The proceedings summarize the conference on “Epigenetics, Transgenic Plants & Risk Assessments” organized by the Öko-Institut and Greenpeace on December 1st 2005 in the Literaturhaus in Frankfurt. Seven speakers highlighted from different perspectives the complexity of genome regulation and of the so-called secondary metabolism, inherent uncertainties of the genetic engineering of plants, the challenge of facing and coping with knowledge gaps and last but not least the implication that these uncertainties have.
Several uncertainties are inherent to the genetic engineering of plants. These new insights should be taken into account before releasing GMOs into the environment. It is however questionable whether GMOs should be tested in the open fields and commercially released into the environment at all.
Seen the continuous approvals that the European Commission is granting, several concrete demands arose from conference:
- The GMOs approved until now should undergo an in depth re-evaluation.
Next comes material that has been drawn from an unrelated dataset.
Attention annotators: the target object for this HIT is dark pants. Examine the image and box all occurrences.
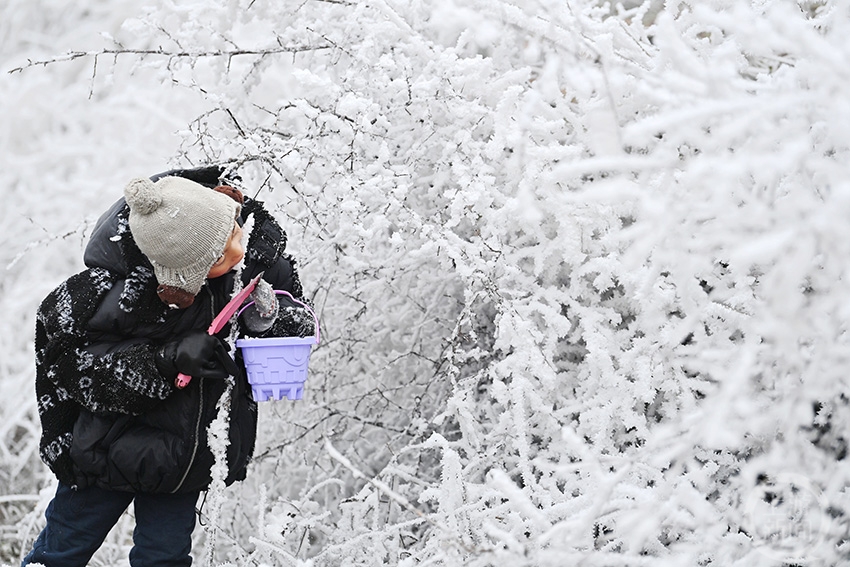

Safety concerns not only apply for the genetically modified maize Bt 176, Bt11, T 25, GA 21 but also for the Roundup Ready resistant soybean.
- There is a need of a systematic research on unintended effects and on side effects inherent to genetic engineering. This should be in fact conducted by the companies. Research is needed on the impact of genetic engineering on the complex and dynamic genome organisation and should systematically survey not only genetic and epigenetic alterations but also alternative splicing and the metabolism as well as the related potential risks, e.g. by unintended functions of proteins leading into physiological and or morphological alterations of the transgenic plants.
- Risk assessment has to be continuously improved in order to take into account new results. The today’s risk assessment still focuses on the effect of the inserted gene on the environment and human health. Some consideration of the speakers on how to improve the current risk assessment are summarised in the Annex.
A continuous debate on a precautionary approach on the GMO policy is desirable. Modern technologies such as genetic engineering of plants need continuous debates to decide what kind of uncertainties is acceptable.